今度は百人分ぐらいの大きな歓声が上がった。
《竹束使い/タケタバー》は両手にそれぞれ竹の束を持った盾兵の一種。竹束はその名の通り竹を束にして縄で縛った物で、人を完全に隠せる大きさで円柱形だ。
それを片手に一本ずつ持っている。
彼らの場合は戦車砲でも破壊できない黒晶竹を特殊な薬品で接着し、さらに黒晶竹の竹ひごで縛っている。

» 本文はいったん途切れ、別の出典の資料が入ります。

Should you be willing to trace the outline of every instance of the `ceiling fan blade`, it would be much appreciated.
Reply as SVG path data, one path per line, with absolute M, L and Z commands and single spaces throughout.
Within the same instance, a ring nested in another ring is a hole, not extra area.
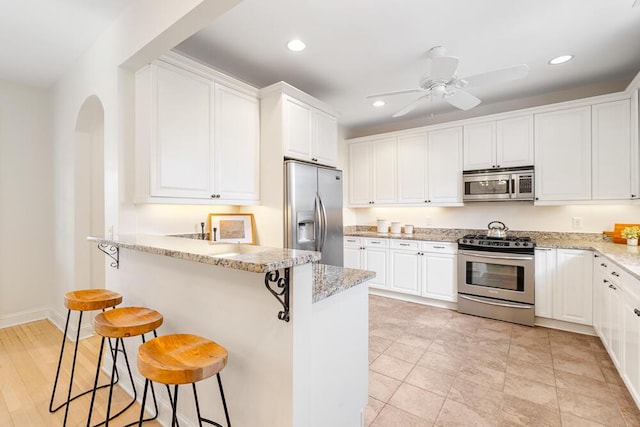
M 464 80 L 467 82 L 466 86 L 482 86 L 523 79 L 527 77 L 528 74 L 529 66 L 527 64 L 520 64 L 501 70 L 488 71 L 486 73 L 465 77 Z
M 459 59 L 455 56 L 436 56 L 431 60 L 431 80 L 451 80 L 458 69 Z
M 465 92 L 460 89 L 456 90 L 453 95 L 445 96 L 444 100 L 454 107 L 465 111 L 472 109 L 482 102 L 469 92 Z
M 416 108 L 416 106 L 420 103 L 420 101 L 422 101 L 424 98 L 426 98 L 427 95 L 423 95 L 420 98 L 416 99 L 415 101 L 413 101 L 411 104 L 407 105 L 406 107 L 404 107 L 402 110 L 398 111 L 397 113 L 395 113 L 393 116 L 391 117 L 400 117 L 400 116 L 404 116 L 405 114 L 413 111 L 414 108 Z
M 385 96 L 391 96 L 391 95 L 401 95 L 403 93 L 414 93 L 414 92 L 422 92 L 424 89 L 407 89 L 407 90 L 395 90 L 393 92 L 383 92 L 383 93 L 374 93 L 373 95 L 369 95 L 367 97 L 365 97 L 365 99 L 371 99 L 371 98 L 384 98 Z

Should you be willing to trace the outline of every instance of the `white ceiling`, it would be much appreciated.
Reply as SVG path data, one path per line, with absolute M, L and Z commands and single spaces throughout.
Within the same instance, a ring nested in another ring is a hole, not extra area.
M 257 87 L 284 80 L 323 100 L 347 129 L 429 115 L 424 103 L 402 118 L 391 115 L 416 94 L 387 98 L 374 109 L 372 93 L 411 89 L 428 74 L 425 53 L 443 45 L 458 56 L 465 77 L 516 64 L 526 79 L 469 88 L 483 104 L 531 97 L 640 71 L 640 7 L 634 0 L 244 0 L 177 50 Z M 292 38 L 307 49 L 287 50 Z M 575 59 L 550 66 L 570 53 Z M 589 95 L 589 94 L 587 94 Z M 433 105 L 436 113 L 453 107 Z
M 133 0 L 0 0 L 0 78 L 49 87 Z

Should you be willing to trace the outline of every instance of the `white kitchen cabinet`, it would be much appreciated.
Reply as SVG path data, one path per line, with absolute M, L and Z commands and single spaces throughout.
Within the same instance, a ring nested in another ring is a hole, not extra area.
M 422 275 L 420 242 L 391 240 L 389 249 L 389 289 L 419 295 Z
M 389 205 L 396 201 L 396 138 L 349 145 L 349 203 Z
M 398 137 L 398 203 L 427 202 L 427 133 Z
M 456 246 L 452 243 L 424 242 L 421 248 L 422 296 L 456 302 L 458 300 Z
M 535 200 L 591 199 L 591 107 L 535 115 Z
M 213 192 L 223 201 L 260 199 L 258 100 L 215 85 Z M 239 166 L 242 167 L 239 167 Z
M 336 166 L 338 160 L 336 118 L 289 95 L 283 95 L 282 103 L 285 157 Z
M 593 258 L 591 251 L 558 249 L 553 318 L 593 324 Z
M 433 204 L 462 203 L 462 126 L 428 133 L 427 201 Z
M 631 100 L 595 104 L 591 114 L 593 199 L 637 197 L 631 190 L 631 169 L 637 167 L 631 146 Z
M 533 115 L 464 126 L 464 170 L 533 164 Z
M 556 280 L 556 249 L 536 248 L 535 314 L 553 318 L 553 290 Z
M 136 74 L 135 96 L 136 202 L 259 201 L 254 92 L 156 61 Z

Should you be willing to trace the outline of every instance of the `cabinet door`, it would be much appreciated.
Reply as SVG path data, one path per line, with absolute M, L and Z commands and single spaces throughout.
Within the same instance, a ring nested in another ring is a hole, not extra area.
M 362 258 L 362 269 L 376 273 L 376 277 L 369 281 L 375 288 L 387 289 L 387 269 L 389 264 L 389 250 L 365 248 Z
M 456 256 L 425 253 L 422 295 L 429 298 L 458 300 Z
M 406 294 L 420 294 L 420 262 L 417 251 L 389 252 L 389 288 Z
M 551 319 L 553 318 L 556 250 L 551 248 L 536 248 L 535 264 L 536 316 Z
M 396 138 L 372 143 L 373 151 L 373 202 L 389 204 L 396 201 Z
M 428 200 L 462 202 L 462 126 L 429 132 Z
M 464 127 L 464 170 L 491 169 L 496 164 L 496 123 Z
M 224 200 L 260 198 L 258 100 L 215 85 L 214 189 Z
M 591 251 L 558 249 L 554 318 L 593 324 L 593 258 Z
M 398 202 L 424 203 L 427 193 L 427 134 L 398 138 Z
M 622 376 L 637 402 L 640 401 L 640 301 L 628 293 L 622 301 L 622 337 Z
M 212 85 L 178 68 L 151 67 L 155 72 L 155 114 L 151 125 L 150 195 L 209 198 L 213 180 Z
M 496 122 L 497 167 L 533 165 L 533 115 Z
M 318 110 L 313 111 L 312 149 L 312 161 L 328 166 L 338 164 L 338 121 Z
M 284 155 L 311 160 L 311 106 L 294 98 L 282 97 L 284 116 Z
M 591 107 L 535 116 L 536 200 L 591 199 Z
M 631 101 L 591 107 L 593 199 L 631 198 Z
M 349 144 L 349 204 L 371 205 L 371 143 Z

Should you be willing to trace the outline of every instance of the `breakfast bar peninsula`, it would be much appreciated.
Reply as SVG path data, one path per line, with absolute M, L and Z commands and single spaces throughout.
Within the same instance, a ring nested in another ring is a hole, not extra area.
M 322 265 L 310 251 L 151 235 L 89 240 L 111 257 L 106 283 L 123 305 L 162 313 L 160 335 L 197 334 L 228 350 L 222 381 L 234 427 L 362 425 L 364 283 L 374 273 Z M 198 393 L 203 416 L 224 419 L 215 381 Z M 166 421 L 166 392 L 157 387 L 157 395 Z M 181 396 L 180 422 L 195 425 L 191 393 Z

職業のスキルで竹束はさらに強化され、その強化された強度の何割かが体の強度に足されている。
「ここで休憩だ」
筋骨隆々の竹束を持った約二十人の男達が土の盛り上がりより前で列を成して停止、竹束を地に下ろした。
「いやあ、何かお困りですかい?」
列の真ん中の一層大柄な短髪で白髪の男が振り返り言った。
「困り事は今なくなった」
侍は立ち上がって土を払った。
「すまねえが誰か腰の竹籠の中のポーションを使っていただけやせんかね? なんせ両手が塞がってるもんで」
村人の侍への言いようとしては無礼だが、侍は気にせず機嫌よく答えた。
「いいとも」
「あ、安い方で頼みます。若い奴はまだやわなもんで」
治療中も機関砲が休まず火を噴いているが、竹束の壁は微動だにしない。
警戒していた迫撃砲は、しばらく音がやんでいる。
遠くからする音ははるかに上。
侍が不自然に思い空を見上げると、爆発が上空で起きている。
「おお! 援護射撃が来たぞ。上の陣地まで落とすのだ」
「それじゃあ、行きやしょうかね」
彼らはゆっくりと金城鉄壁の進軍を開始した。